デジタルネガティブ・ワークショップ

先日開催したデジタルネガティブ・ワークショップでは、サイアノタイプの伝統的処方のデータを取りました。

サイアノタイプなどの古典的な写真技法は紫外線付近の光にしか感光しないため、ネガフィルムを感光化した紙に密着させてプリントする方法が一般的です。その密着プリント用のネガフィルムをインクジェットプリンターで出力したものがデジタルネガティブです。

プリントしたい画像の階調を反転してデジタルネガ用フィルム(ピクトリコTPS100)に出力すればデジタルネガティブは完成です。って、それはそうだけど、そんなに簡単な話でもないのです。

狙い通りのきれいな階調を再現しようとするなら、データの調整が必要になります。デジタルネガティブ・ワークショップでは、そのデータ調整を実地で行います。

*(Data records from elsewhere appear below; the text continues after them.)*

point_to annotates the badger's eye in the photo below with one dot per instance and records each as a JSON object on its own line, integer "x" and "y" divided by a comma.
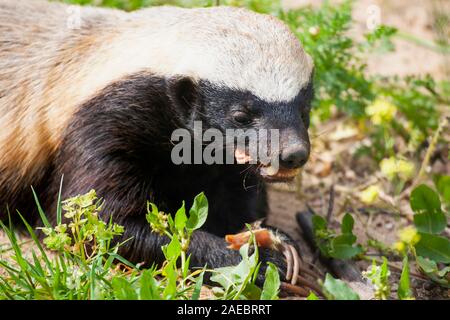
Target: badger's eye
{"x": 242, "y": 117}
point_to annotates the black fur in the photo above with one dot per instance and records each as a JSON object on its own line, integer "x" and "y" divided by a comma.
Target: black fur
{"x": 118, "y": 143}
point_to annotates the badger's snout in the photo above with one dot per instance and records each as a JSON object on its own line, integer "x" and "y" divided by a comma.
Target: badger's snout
{"x": 294, "y": 156}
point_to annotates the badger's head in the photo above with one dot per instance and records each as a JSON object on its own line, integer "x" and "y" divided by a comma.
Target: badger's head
{"x": 248, "y": 71}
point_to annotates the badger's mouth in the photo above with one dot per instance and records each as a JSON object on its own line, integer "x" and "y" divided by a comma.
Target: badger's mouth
{"x": 281, "y": 175}
{"x": 268, "y": 172}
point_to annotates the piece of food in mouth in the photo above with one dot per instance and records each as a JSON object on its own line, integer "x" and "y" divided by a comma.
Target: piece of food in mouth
{"x": 263, "y": 239}
{"x": 241, "y": 156}
{"x": 281, "y": 173}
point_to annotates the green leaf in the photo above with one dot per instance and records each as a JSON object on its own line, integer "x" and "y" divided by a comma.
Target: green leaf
{"x": 347, "y": 224}
{"x": 319, "y": 223}
{"x": 336, "y": 289}
{"x": 312, "y": 296}
{"x": 149, "y": 288}
{"x": 271, "y": 284}
{"x": 198, "y": 212}
{"x": 123, "y": 290}
{"x": 342, "y": 247}
{"x": 198, "y": 286}
{"x": 434, "y": 247}
{"x": 432, "y": 271}
{"x": 180, "y": 219}
{"x": 173, "y": 249}
{"x": 443, "y": 187}
{"x": 170, "y": 271}
{"x": 429, "y": 217}
{"x": 404, "y": 288}
{"x": 427, "y": 265}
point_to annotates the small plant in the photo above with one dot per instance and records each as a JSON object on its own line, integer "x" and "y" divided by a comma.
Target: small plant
{"x": 87, "y": 266}
{"x": 425, "y": 242}
{"x": 340, "y": 246}
{"x": 379, "y": 278}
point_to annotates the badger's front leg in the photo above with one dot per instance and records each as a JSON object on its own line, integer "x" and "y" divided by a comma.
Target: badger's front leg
{"x": 271, "y": 242}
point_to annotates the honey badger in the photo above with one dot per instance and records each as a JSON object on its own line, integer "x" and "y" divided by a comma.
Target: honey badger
{"x": 98, "y": 104}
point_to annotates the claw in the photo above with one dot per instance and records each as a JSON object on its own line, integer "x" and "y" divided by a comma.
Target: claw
{"x": 296, "y": 259}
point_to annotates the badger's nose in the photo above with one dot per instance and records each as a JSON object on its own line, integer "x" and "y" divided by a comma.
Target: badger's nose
{"x": 294, "y": 156}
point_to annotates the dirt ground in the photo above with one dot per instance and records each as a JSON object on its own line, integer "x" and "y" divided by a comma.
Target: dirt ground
{"x": 331, "y": 162}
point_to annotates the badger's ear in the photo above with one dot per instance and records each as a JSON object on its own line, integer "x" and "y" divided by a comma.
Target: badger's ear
{"x": 184, "y": 94}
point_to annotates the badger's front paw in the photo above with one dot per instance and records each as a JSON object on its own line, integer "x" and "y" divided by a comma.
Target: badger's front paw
{"x": 275, "y": 247}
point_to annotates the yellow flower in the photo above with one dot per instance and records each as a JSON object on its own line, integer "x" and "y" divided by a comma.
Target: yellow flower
{"x": 392, "y": 167}
{"x": 381, "y": 111}
{"x": 409, "y": 235}
{"x": 370, "y": 194}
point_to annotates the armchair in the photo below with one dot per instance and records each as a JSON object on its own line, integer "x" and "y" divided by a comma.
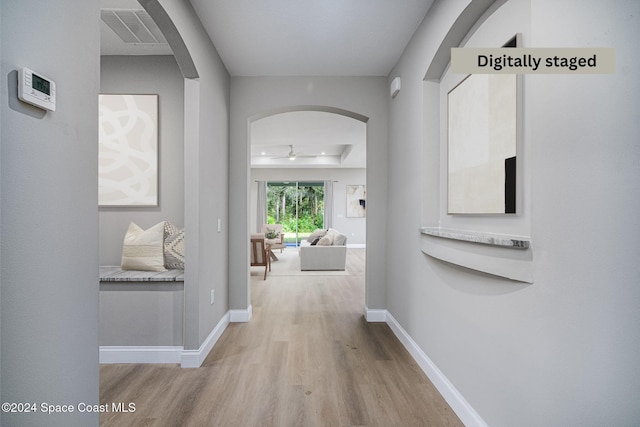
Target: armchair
{"x": 259, "y": 253}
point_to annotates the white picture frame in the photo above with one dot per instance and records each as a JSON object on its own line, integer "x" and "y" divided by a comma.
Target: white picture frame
{"x": 128, "y": 150}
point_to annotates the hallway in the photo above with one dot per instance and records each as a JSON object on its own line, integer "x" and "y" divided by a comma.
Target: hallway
{"x": 307, "y": 357}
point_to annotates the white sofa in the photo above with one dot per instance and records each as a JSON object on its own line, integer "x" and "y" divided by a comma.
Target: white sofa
{"x": 324, "y": 256}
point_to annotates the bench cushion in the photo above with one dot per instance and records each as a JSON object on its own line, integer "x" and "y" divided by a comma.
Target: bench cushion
{"x": 116, "y": 274}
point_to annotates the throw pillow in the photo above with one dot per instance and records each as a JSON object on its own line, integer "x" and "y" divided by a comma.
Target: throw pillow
{"x": 316, "y": 234}
{"x": 173, "y": 247}
{"x": 339, "y": 239}
{"x": 143, "y": 249}
{"x": 325, "y": 241}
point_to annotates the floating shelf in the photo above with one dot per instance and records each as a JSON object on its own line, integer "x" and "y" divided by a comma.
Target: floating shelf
{"x": 497, "y": 254}
{"x": 484, "y": 238}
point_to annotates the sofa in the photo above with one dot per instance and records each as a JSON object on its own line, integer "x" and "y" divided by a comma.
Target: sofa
{"x": 324, "y": 250}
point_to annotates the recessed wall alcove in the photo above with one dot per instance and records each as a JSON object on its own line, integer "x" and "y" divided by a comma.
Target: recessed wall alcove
{"x": 474, "y": 240}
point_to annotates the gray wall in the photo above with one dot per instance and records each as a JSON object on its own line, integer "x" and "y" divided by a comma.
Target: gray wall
{"x": 206, "y": 177}
{"x": 354, "y": 228}
{"x": 148, "y": 75}
{"x": 564, "y": 350}
{"x": 49, "y": 217}
{"x": 255, "y": 96}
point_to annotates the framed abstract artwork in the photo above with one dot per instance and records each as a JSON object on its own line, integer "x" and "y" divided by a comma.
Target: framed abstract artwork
{"x": 356, "y": 201}
{"x": 128, "y": 150}
{"x": 482, "y": 113}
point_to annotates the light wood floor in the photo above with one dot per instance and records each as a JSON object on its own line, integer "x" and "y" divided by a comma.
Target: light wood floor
{"x": 306, "y": 358}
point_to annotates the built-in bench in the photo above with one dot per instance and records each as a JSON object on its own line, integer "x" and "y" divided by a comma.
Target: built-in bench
{"x": 116, "y": 274}
{"x": 141, "y": 315}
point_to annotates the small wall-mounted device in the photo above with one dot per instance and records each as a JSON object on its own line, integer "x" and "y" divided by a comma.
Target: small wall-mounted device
{"x": 36, "y": 89}
{"x": 395, "y": 87}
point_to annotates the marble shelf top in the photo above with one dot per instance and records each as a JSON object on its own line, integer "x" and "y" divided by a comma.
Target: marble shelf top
{"x": 514, "y": 242}
{"x": 116, "y": 274}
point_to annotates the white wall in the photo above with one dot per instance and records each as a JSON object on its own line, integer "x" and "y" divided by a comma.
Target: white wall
{"x": 563, "y": 350}
{"x": 48, "y": 211}
{"x": 353, "y": 228}
{"x": 148, "y": 75}
{"x": 252, "y": 97}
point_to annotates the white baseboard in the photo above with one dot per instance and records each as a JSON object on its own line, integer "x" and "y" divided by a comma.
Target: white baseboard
{"x": 135, "y": 354}
{"x": 241, "y": 316}
{"x": 194, "y": 358}
{"x": 459, "y": 405}
{"x": 164, "y": 354}
{"x": 373, "y": 315}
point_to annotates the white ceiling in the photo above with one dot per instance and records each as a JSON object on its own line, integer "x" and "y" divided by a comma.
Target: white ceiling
{"x": 334, "y": 140}
{"x": 310, "y": 37}
{"x": 299, "y": 38}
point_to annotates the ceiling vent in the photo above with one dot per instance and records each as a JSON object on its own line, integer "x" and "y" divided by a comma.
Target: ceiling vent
{"x": 133, "y": 26}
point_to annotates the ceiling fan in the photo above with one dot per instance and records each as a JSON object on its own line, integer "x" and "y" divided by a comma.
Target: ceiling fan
{"x": 293, "y": 155}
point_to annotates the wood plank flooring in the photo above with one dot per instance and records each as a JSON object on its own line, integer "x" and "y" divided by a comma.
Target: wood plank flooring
{"x": 307, "y": 358}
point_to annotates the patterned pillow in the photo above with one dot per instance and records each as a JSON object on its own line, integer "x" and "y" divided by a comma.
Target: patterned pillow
{"x": 173, "y": 247}
{"x": 143, "y": 249}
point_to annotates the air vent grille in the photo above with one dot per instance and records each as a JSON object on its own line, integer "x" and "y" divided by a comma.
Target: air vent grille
{"x": 133, "y": 26}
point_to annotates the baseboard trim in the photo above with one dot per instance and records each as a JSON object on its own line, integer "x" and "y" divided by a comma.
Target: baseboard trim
{"x": 194, "y": 358}
{"x": 375, "y": 315}
{"x": 459, "y": 405}
{"x": 241, "y": 316}
{"x": 137, "y": 354}
{"x": 165, "y": 354}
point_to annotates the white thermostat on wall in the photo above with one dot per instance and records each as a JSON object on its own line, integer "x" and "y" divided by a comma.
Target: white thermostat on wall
{"x": 36, "y": 89}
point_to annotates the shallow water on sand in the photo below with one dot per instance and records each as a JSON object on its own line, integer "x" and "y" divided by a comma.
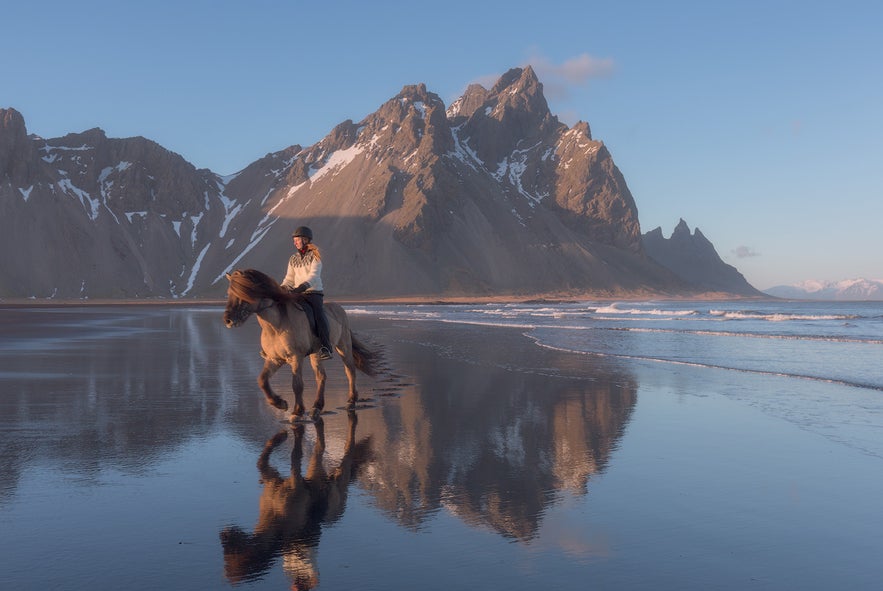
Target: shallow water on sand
{"x": 137, "y": 453}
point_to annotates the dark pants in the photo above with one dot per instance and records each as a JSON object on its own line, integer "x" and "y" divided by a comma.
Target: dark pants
{"x": 316, "y": 300}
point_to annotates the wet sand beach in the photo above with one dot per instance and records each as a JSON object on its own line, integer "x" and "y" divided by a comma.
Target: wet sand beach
{"x": 137, "y": 453}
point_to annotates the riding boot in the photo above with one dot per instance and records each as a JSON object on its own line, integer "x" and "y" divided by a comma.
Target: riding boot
{"x": 316, "y": 300}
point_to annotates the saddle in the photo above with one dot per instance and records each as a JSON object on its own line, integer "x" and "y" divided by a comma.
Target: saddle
{"x": 303, "y": 304}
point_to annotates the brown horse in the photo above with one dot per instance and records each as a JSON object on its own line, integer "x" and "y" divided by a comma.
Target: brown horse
{"x": 286, "y": 337}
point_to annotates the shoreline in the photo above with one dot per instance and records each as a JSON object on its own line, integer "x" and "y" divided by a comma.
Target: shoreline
{"x": 399, "y": 300}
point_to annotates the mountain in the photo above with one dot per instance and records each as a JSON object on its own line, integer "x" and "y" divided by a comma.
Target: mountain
{"x": 489, "y": 196}
{"x": 693, "y": 258}
{"x": 850, "y": 289}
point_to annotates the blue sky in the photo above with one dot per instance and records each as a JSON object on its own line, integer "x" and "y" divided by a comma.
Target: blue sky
{"x": 759, "y": 122}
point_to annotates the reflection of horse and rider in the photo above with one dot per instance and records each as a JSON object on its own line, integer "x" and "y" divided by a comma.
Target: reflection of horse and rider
{"x": 287, "y": 314}
{"x": 294, "y": 509}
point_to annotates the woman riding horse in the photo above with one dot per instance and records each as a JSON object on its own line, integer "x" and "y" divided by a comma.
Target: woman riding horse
{"x": 286, "y": 337}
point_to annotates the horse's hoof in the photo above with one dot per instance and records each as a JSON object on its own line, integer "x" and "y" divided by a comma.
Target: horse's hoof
{"x": 277, "y": 403}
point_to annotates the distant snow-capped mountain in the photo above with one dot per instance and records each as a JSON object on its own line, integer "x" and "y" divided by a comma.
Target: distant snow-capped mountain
{"x": 849, "y": 289}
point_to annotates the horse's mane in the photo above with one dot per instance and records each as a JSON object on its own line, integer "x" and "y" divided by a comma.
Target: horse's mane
{"x": 252, "y": 286}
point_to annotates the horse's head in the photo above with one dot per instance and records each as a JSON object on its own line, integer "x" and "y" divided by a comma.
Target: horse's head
{"x": 240, "y": 301}
{"x": 250, "y": 292}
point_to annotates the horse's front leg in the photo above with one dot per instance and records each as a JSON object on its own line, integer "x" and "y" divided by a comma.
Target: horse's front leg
{"x": 297, "y": 385}
{"x": 349, "y": 367}
{"x": 319, "y": 370}
{"x": 270, "y": 368}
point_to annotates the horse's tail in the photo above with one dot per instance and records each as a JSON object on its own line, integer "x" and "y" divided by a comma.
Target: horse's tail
{"x": 367, "y": 360}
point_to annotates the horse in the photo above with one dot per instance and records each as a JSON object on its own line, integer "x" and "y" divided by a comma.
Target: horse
{"x": 286, "y": 337}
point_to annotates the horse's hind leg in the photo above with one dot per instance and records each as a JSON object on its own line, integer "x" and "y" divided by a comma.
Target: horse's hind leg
{"x": 319, "y": 370}
{"x": 297, "y": 385}
{"x": 349, "y": 366}
{"x": 270, "y": 368}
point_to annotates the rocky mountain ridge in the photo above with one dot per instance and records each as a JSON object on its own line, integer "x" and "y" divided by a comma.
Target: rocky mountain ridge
{"x": 491, "y": 196}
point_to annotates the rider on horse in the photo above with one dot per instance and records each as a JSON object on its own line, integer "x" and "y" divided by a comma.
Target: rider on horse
{"x": 304, "y": 276}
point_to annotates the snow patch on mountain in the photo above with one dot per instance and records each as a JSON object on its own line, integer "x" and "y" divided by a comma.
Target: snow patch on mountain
{"x": 816, "y": 289}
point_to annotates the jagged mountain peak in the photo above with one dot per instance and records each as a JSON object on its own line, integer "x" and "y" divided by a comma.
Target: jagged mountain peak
{"x": 693, "y": 257}
{"x": 492, "y": 196}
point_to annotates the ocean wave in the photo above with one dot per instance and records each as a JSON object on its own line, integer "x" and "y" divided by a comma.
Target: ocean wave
{"x": 699, "y": 364}
{"x": 777, "y": 316}
{"x": 615, "y": 309}
{"x": 751, "y": 335}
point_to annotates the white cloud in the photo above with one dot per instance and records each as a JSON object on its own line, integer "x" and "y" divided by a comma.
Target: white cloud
{"x": 558, "y": 79}
{"x": 744, "y": 252}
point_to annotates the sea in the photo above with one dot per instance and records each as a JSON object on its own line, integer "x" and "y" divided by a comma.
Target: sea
{"x": 663, "y": 444}
{"x": 833, "y": 342}
{"x": 816, "y": 364}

デジタルネガティブとは言え、データを取る方法は基本的にアナログ写真と全く同じです。基本のステップは3つ。

  1. 黒を決める。
  2. 白を決める。
  3. 中間のトーンを調整。完成!

そしてこの方法は、サイアノタイプに限らず、他のすべてのプリント技法に汎用性があります。一般的な古典技法(オルタナティブプロセス)の場合、黒は露光時間(露光量)で決定し、白はデジタルネガティブの最大濃度で決定します。そして中間のトーンはトーンカーブ(あるいはカラープロファイル)で調整します。

サイアノタイプの処方による違い

 
今回使った感光液は、サイアノタイプの伝統的処方(Bostick & Sullivanのキット)。そして紙はハーネミューレ・ジャーマンエッチングでした。これらのテストは、私にとっても初めてでした。特にサイアノタイプはこれまでMike Ware氏の新処方を使ってきたので、伝統的処方のデータを取るのは初めてのことでした。
 
サイアノタイプ感光液の作り方/ Cyanotype Sensitizer Mixing
世界最古の写真技法のひとつサイアノタイプ。 サイアノタイプの感光液の新しい処方の調合方法を紹介。サイアノタイプ・ワークショップのために感光液を調合したので、手順の解説をします。イギリスの写真家Mike Wareの新しいサイアノタイプ処方は、古典的なレシピを現代的なオルタナティブ写真制作のために改良したものです。感光液の安定性、コントラスト、塗りやすさなどが改善されています。調合は簡単ですが、多少コツもあるので写真付きでプロセスを紹介します。薬品には毒性があるため、必ず安全対策を行ってください。■必要な...
 
サイアノタイプの新処方は通常6〜7分程度の露光時間なので、今回もワークショップ内で説明しながらテストをするつもりでした。しかし伝統処方では露光時間は、なんと50〜60分になりました!ワークショップの時間内でプリントできるのは1回きり!
 
次にネガ濃度でハイライトを決めますが、これまでよりはるかに薄い濃度になりました。
ハーフトーンの調整も、従来のカーブとは全く違ったものになりました。
 
伝統的処方と新処方を比べてみるとこんな感じです。
まず処方の違い。
 
サイアノタイプ伝統的処方
  • クエン酸鉄アンモニウム
  • 赤血塩
サイアノタイプ新処方(Mike Ware氏による
  • シュウ酸鉄アンモニウム
  • 赤血塩
  • (重クロム酸アンモニウム)
  • (界面活性剤)
 
新処方に入っている重クロム酸塩と界面活性剤は添加物で、それぞれ保存料と改善剤です。なくても大丈夫です。ですから、実質的にクエン酸鉄アンモニウムかシュウ酸鉄アンモニウムかの違いだけ。だけど結果は大きく違っています。
 
  • 感度
    • 伝統的処方は新処方に比べて3ストップ程度感度が低い。つまり露光量が8倍必要。
  • コントラスト
    • 伝統的処方のほうがコントラストが高い。(つまり伝統的処方のほうがネガのコントラストは低くなる。)
    • シャドウ部はそれほど違いはない。ハイライト部は新処方は白く抜けるが、伝統的処方は黄色く染まる。
  • 画像の安定性
    • 伝統的処方は新処方に比べて、画像の安定性が低い。紙に定着しにくく水洗とともに画像が流出する。水洗時間を長くすると、シャドウ部の濃度が低下し、ハイライト部のトーンが消失する。
  • 感光液の扱い方
    • 伝統的処方
      • 2液に分けて保存できる。使用時に混ぜ合わせるので手軽に常に同じ状態で使用できる。
    • 新処方
      • 1液で保存。調合からしばらくは不純物が析出するので使用前に必ずろ過が必要。時間が経つと濃度や色が変化する。感光液はやや不安定だが、1年以上は使用可能。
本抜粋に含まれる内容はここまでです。